Numerical investigation of blood rheology and vessel elasticty effects on hemodynamics in arteries with aneurysm

Abstract

The aim of this study is to provide insight to how pulsatile hemodynamics varies with rheology of blood and blood vessel elasticity in case of an abdominal aortic aneurysm (AAA). Fluid-solid interaction method with arbitrary Lagrangian-Eulerian formulation is adopted with the Newtonian, the shear thinning Carreau and viscoelastic modified Oldroyd-B constitutive models to represent the rheological behavior of blood and the linearly elastic and the hyperelastic Yeoh wall models. Finite element based numerical solver is used to investigate the blood flow in terms of axial velocity across the AAA, vortical structure and shear stress acting on the aneurysm.

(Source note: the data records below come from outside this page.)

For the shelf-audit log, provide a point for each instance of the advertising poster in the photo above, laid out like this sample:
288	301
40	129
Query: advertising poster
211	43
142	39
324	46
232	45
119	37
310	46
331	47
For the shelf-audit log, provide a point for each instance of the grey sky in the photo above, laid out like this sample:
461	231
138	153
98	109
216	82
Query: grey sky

The anomalies in the vascular network are monitored using the risk indices such as the oscillatory shear index and the time-averaged wall shear stress. The investigations are carried out for the purely shear thinning properties of the blood by using the Newtonian and Carreau models with different arterial wall models to compare the output parameters. Newtonian assumption for the blood, and modelling the arterial wall as linearly elastic lead to significant differences in oscillatory hemodynamic properties when compared to the use of Carreau fluid together with the hyperelastic vessel model. The combined ef fects of viscoelasticity and shear thinning properties are investigated by using modified Oldroyd-B, Carreau and Newtonian models. The viscoelastic fluid shows differences in the vortical field, and significantly higher risk indicators compared to the other models. The elasticity effects are further investigated by a smaller aneurysm geometry. The increase in the elasticity changes the vortical structure, and increases the wall shear stress, as well as the risk indicators.